Zuletzt schlossen die Parteien unter dem Datum des 26. Juli 2013 einen Arbeitsvertrag (Bl. 6 – 8 d. A.), wonach die Klägerin ab dem 19. August 2013 bis zur Wiederaufnahme des Dienstes von Frau A XXX , längstens bis zum 31. Januar 2014 als teilzeitbeschäftigte Lehrkraft mit einer durchschnittlichen regelmäßigen wöchentlichen Arbeitszeit von 16 Pflichtstunden befristet eingestellt wurde.

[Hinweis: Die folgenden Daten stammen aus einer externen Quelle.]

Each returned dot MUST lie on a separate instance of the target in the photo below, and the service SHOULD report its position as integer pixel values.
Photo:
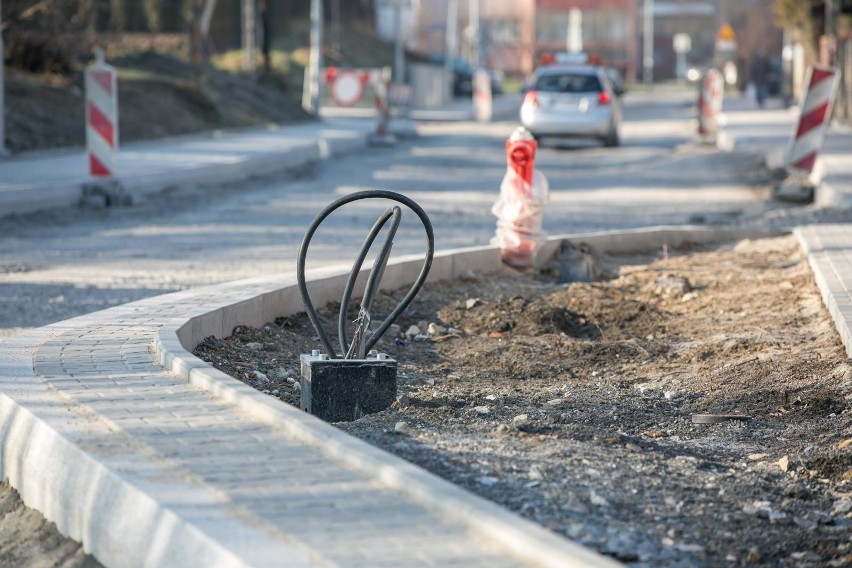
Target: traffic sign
(726, 33)
(682, 43)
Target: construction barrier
(520, 207)
(350, 88)
(814, 116)
(710, 91)
(101, 117)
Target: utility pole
(475, 44)
(450, 40)
(648, 43)
(249, 36)
(311, 90)
(2, 91)
(398, 62)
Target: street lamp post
(648, 43)
(398, 61)
(450, 40)
(311, 90)
(2, 101)
(475, 49)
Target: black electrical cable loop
(415, 288)
(395, 214)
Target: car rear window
(568, 83)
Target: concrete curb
(835, 294)
(519, 537)
(127, 504)
(116, 502)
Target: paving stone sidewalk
(147, 469)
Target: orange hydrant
(520, 206)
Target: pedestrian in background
(759, 75)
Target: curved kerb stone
(113, 430)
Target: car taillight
(531, 98)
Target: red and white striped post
(814, 115)
(101, 117)
(709, 106)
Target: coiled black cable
(361, 344)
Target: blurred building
(514, 34)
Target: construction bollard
(382, 135)
(801, 156)
(101, 117)
(482, 107)
(520, 207)
(710, 92)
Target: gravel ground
(574, 404)
(26, 539)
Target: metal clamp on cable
(360, 380)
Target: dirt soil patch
(573, 404)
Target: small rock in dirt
(806, 556)
(753, 555)
(520, 420)
(841, 507)
(435, 329)
(691, 548)
(672, 284)
(597, 500)
(412, 331)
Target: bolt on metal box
(338, 390)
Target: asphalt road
(57, 265)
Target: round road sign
(347, 88)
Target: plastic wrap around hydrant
(520, 207)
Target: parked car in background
(616, 80)
(572, 101)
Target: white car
(572, 101)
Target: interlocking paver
(286, 488)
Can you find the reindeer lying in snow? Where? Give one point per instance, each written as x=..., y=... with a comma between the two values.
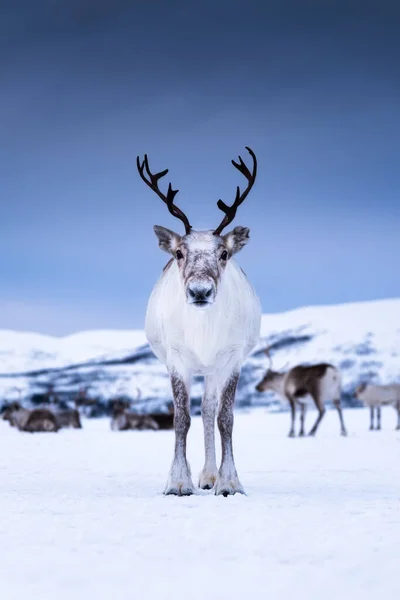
x=38, y=419
x=376, y=396
x=123, y=420
x=304, y=386
x=203, y=317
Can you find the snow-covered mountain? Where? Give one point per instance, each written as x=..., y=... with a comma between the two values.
x=362, y=339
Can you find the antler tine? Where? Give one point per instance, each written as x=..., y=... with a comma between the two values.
x=230, y=211
x=151, y=179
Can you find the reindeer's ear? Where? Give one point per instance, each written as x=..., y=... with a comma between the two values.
x=236, y=239
x=167, y=240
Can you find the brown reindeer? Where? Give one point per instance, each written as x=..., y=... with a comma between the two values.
x=376, y=396
x=304, y=386
x=124, y=420
x=38, y=419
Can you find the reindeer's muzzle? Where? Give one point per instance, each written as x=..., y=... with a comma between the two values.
x=200, y=294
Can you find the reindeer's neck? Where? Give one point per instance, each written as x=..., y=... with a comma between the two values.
x=279, y=385
x=229, y=326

Nach § 2 (1) des Arbeitsvertrages bestimmte sich das Arbeitsverhältnis nach dem Tarifvertrag für den öffentlichen Dienst des Landes Hessen (TV-H), dem Tarifvertrag zur Überleitung der Beschäftigten des Landes Hessen in den TV-H und zur Regelung des Übergangsrechts (TVÜ-H sowie den Tarifverträgen, die den TV-H und den TVÜ-H ergänzen, ändern oder ersetzen, in der jeweils geltenden Fassung.

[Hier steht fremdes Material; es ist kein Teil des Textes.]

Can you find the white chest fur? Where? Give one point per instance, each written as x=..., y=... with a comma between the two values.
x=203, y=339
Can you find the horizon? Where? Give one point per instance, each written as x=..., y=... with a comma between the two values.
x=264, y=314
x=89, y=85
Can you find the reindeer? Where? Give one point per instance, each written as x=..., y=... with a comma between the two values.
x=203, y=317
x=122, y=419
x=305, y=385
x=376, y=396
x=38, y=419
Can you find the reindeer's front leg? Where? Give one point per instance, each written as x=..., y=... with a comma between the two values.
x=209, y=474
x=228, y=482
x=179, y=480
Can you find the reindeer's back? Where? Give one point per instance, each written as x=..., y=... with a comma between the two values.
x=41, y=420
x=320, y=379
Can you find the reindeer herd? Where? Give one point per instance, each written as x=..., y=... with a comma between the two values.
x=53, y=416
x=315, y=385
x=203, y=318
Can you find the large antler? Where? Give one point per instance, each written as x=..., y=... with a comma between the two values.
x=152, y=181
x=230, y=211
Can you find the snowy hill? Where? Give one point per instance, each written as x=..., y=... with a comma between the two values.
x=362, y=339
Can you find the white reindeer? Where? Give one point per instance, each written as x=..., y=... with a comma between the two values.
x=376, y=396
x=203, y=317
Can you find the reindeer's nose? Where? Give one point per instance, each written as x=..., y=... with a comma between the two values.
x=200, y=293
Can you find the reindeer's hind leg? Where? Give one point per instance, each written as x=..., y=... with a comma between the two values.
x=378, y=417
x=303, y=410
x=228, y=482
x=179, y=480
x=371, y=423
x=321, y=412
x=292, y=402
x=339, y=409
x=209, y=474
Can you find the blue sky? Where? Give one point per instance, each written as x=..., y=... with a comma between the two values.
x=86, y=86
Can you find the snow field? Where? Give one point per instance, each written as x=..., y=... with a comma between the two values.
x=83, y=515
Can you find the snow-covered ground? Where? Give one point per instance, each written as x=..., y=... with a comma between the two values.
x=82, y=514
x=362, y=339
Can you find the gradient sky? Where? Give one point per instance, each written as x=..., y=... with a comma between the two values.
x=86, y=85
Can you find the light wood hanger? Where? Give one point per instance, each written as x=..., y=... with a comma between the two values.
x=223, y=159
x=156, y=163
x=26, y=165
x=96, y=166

Die Klägerin wurde bei dem beklagten Land ab dem 5. Februar 2007 zunächst an der Gesamtschule G XXX in D XXX und ab dem 15. August 2007 durchgängig an der C XXX, einem Gymnasium in D XXX ,zur Erteilung von Kunstunterricht für Klassen der Sekundarstufe I (Klassen 5 bis 10) eingesetzt. An der XXX C XXX lag die regelmäßige wöchentliche Arbeitszeit der Klägerin zwischen mindestens 16 und maximal 20 Pflichtstunden. Die Klägerin bezog zuletzt eine Bruttomonatsvergütung in Höhe von € 2.922,00.

Mit ihrer am 10. September 2013 bei dem Arbeitsgericht Gießen eingegangenen und dem beklagten Land am 18. September 2013 (Bl. 44 d. A.) zugestellten Klage hat sich die Klägerin gegen die Wirksamkeit der Befristung ihres Arbeitsverhältnisses zum 31. Januar 2014 gewandt und hilfsweise, für den Fall des Obsiegens, ihre vorläufige Weiterbeschäftigung als Lehrkraft bis zum rechtskräftigen Abschluss des Befristungskontrollverfahrens verlangt.

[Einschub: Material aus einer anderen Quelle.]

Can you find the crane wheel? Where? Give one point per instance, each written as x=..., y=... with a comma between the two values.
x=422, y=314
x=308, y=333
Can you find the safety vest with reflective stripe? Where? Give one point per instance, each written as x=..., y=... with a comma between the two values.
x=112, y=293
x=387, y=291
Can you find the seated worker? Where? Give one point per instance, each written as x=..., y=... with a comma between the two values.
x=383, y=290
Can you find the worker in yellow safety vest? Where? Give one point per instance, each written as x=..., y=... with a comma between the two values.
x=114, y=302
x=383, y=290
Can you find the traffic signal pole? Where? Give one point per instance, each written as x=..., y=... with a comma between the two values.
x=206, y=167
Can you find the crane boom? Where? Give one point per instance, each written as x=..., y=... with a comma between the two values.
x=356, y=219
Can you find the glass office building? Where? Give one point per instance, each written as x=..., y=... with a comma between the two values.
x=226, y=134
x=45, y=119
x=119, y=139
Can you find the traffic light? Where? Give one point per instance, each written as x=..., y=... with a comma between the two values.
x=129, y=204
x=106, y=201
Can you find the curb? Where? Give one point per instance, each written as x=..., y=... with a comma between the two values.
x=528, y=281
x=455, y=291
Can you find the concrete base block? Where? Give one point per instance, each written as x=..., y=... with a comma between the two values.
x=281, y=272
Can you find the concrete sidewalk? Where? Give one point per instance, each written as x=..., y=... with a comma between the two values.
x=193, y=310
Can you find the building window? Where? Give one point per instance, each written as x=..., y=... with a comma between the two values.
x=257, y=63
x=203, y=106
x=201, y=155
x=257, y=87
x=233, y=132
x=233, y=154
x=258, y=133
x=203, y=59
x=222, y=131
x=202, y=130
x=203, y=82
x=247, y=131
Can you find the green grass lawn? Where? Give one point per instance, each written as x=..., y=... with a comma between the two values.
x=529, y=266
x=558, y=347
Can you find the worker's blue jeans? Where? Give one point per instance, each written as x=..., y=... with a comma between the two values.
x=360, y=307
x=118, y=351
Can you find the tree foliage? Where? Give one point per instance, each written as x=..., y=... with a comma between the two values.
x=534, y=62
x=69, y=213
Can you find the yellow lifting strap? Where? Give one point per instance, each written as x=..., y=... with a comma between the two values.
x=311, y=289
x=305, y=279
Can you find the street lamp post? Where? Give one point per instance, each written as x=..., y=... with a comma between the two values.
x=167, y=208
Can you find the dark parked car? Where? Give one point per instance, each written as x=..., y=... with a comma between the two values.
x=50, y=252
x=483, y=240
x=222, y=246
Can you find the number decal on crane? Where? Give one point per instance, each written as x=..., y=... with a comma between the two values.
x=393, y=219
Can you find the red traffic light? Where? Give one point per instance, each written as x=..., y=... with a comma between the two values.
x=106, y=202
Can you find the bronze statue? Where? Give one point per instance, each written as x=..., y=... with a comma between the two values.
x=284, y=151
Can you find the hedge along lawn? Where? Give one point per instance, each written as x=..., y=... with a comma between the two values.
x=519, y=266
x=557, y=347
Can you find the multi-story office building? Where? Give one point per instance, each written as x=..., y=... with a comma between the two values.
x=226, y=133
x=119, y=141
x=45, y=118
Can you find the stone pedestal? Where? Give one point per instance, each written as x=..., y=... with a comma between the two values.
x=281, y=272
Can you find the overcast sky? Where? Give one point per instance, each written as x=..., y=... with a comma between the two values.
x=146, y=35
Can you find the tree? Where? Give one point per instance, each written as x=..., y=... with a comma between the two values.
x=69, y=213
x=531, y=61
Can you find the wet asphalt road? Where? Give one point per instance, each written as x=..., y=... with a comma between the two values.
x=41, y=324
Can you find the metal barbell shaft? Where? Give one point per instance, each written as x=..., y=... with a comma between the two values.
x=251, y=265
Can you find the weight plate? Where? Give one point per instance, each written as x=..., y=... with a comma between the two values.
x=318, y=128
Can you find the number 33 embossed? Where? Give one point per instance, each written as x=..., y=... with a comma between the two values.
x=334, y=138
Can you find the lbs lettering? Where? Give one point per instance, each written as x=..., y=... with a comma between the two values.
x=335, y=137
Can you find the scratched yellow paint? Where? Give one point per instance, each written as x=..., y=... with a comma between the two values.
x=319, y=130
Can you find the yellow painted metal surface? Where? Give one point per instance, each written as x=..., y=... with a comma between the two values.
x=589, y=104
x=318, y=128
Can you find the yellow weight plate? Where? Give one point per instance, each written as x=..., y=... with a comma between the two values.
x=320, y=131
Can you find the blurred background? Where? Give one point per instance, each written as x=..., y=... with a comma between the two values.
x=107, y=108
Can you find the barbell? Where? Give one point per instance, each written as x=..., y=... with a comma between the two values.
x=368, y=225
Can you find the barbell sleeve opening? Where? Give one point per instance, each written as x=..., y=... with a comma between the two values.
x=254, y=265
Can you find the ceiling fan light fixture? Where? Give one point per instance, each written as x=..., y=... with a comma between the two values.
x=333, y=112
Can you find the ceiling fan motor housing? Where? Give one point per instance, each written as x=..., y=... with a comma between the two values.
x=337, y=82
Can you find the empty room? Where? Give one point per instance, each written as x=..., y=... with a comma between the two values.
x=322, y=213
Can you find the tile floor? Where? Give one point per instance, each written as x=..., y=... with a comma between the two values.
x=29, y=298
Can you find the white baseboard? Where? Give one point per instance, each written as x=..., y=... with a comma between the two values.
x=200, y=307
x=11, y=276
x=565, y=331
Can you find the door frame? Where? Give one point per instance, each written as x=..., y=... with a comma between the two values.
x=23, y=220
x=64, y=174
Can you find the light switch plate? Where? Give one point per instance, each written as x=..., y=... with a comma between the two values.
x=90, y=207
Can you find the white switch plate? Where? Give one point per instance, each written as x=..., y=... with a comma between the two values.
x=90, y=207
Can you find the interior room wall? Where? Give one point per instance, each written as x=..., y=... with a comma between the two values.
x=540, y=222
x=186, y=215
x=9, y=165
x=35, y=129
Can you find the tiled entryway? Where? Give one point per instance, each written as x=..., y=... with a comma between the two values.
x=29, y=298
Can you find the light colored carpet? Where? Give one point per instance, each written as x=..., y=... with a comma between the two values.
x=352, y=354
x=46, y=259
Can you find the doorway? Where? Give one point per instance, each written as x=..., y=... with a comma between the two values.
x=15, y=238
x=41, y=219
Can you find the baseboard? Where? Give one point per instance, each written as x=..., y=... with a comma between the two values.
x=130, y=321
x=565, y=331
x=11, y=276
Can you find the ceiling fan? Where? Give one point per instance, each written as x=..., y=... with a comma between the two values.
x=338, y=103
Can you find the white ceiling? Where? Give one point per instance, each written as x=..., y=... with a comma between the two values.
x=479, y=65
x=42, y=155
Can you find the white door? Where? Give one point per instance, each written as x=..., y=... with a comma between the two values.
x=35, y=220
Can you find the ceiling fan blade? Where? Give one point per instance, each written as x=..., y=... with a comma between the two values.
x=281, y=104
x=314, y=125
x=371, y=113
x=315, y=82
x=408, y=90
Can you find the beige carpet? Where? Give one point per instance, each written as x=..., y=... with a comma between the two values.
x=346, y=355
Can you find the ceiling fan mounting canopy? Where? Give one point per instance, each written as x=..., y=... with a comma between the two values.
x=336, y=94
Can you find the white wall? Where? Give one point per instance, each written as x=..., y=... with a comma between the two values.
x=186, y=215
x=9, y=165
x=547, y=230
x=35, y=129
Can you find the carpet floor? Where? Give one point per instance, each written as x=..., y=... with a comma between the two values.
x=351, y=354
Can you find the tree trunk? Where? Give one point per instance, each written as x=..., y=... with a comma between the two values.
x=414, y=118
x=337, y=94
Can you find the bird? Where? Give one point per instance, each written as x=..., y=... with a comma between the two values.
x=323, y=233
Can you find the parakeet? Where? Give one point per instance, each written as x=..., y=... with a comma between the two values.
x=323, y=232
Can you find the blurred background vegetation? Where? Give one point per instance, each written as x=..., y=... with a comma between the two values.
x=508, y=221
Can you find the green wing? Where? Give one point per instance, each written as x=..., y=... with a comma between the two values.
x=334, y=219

Die Klägerin hat die Ansicht vertreten, ein Sachgrund liege nicht vor. Zudem stelle die Befristung bei einer vorliegenden Gesamtdauer von mehr als sechs Jahren und insgesamt 13 Verträgen einen Verstoß gegen Treu und Glauben im Rahmen eines institutionellen Rechtsmissbrauchs dar. Es bestehe der Verdacht, dass die Klägerin tatsächlich Dauerbedarf mit ihrer Tätigkeit abdecke.

Die Klägerin hat beantragt,

1.

festzustellen, dass das Arbeitsverhältnis zwischen den Parteien nicht aufgrund der am 24. Juli 2013 vereinbarten Befristung am 31. Januar 2014 beendet wird;
2.

im Fall des Obsiegens mit dem Antrag zu 1 das beklagte Land zu verurteilen, die Klägerin bis zum rechtskräftigen Abschluss des Verfahrens zu unveränderten arbeitsvertraglichen Bedingungen als Lehrkraft weiterzubeschäftigen.

Das beklagte Land hat beantragt,

die Klage abzuweisen.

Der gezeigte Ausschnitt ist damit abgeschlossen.